Taking some license with special effects
There is one wing of Tara which Everett could not include in the model due to space constraints. “Our neighbor would not allow us to extend our sunroom over her property line,” he said, in mock surprise. However, the structure is imposing and it is built exactly to scale. Even the shutters and sash windows are operable; one of the upper story windows is open. When asked what he used for the tiny slats in the shutters or for the muntins and mullions of the windows, Everett said he used wooden coffee stirrers and Popsicle sticks, really sophisticated building materials.
The windows, built without glazing, do not detract from the house’s appearance; in the fanlight over the front door and in the side lights, there is a reflective material that makes them appear to have glass panes. Everett explained that the matte finished foil he used to dress the windows was made from the vacuum seal of a coffee can – not the kind of thing you can pick up at the building supply store.
All of the foliage and trees are made from preserved natural materials, with one exception. The dark waxy green leaves on the trees and on the jasmine that climbs up the columns and over the fascia of the porch, is fashioned from sponges, ground up in a blender and then dyed. Don’t try this at home – it will ruin the daiquiris! Considering some of the imaginative solutions to the decorating problems, Schellenberg has been remarkably long suffering.
The only model made of the interior is that of the kitchen, also part of the original scenery for the movie. The expansive fireplace, which was used for heating and for cooking, has iron pots hanging inside in front of a fire that is generated by a small electric bulb. On the mantle above the fireplace is a Quimper platter, one of a set of miniatures that Everett has in his collection. Furniture in the kitchen – the table and chairs – and on the porch – the benches – is more readily available for scale models than building materials. People who collect and build doll houses use the same sources.
Over the years since its premier in 1939, “Gone With the Wind” has generated controversy and has garnered the highest honors in the film industry. In 1989, the film was deemed important enough “historically, culturally and aesthetically,” to be preserved in the National Film Registry of the United States Library of Congress. Mitchell, the renegade author, died after being hit by an automobile on Peachtree Street in Atlanta in 1949; however, her legacy includes a social conscience that inspired her to generously endow the new medical college of Morehouse University in Atlanta.

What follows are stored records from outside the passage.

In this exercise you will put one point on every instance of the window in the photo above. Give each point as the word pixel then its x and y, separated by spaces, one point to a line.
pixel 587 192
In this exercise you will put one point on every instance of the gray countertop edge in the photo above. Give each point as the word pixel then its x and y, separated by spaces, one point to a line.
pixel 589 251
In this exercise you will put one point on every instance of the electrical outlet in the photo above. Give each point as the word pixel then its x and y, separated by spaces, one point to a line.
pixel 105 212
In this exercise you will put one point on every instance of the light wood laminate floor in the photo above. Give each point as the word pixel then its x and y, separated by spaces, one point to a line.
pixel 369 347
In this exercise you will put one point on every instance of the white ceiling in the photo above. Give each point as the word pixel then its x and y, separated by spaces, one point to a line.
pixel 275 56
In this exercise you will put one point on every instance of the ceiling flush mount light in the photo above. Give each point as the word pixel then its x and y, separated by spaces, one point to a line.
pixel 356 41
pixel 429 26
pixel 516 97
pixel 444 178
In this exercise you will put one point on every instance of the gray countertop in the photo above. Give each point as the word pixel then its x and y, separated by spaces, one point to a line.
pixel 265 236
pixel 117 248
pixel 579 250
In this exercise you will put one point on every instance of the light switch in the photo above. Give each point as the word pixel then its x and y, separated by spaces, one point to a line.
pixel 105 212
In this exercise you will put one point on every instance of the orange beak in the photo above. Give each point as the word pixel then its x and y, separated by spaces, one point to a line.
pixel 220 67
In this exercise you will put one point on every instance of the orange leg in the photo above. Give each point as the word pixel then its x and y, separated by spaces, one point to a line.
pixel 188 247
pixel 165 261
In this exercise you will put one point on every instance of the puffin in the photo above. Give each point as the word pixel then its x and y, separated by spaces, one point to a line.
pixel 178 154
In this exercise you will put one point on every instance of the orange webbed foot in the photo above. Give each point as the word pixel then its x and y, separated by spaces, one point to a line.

For Everett, the fictional Tara was an architectural gem that intrigued him as a son of the South, where antebellum houses of the period surrounded him when he was growing up in Georgia. He had built only one model of a house before, one that was much less complicated, with no outbuildings. A client asked if he could paint the ancestral home of a friend in Greece, from a photograph. The small, faded image was hard to reproduce on canvas so Everett built the house in small components, much like prefabricated houses are built today, and gave the pieces to his client to arrange in a configuration that best depicted the house. Like Tara, the house, arranged from component parts, was true enough to the original that its architectural importance could be recognized.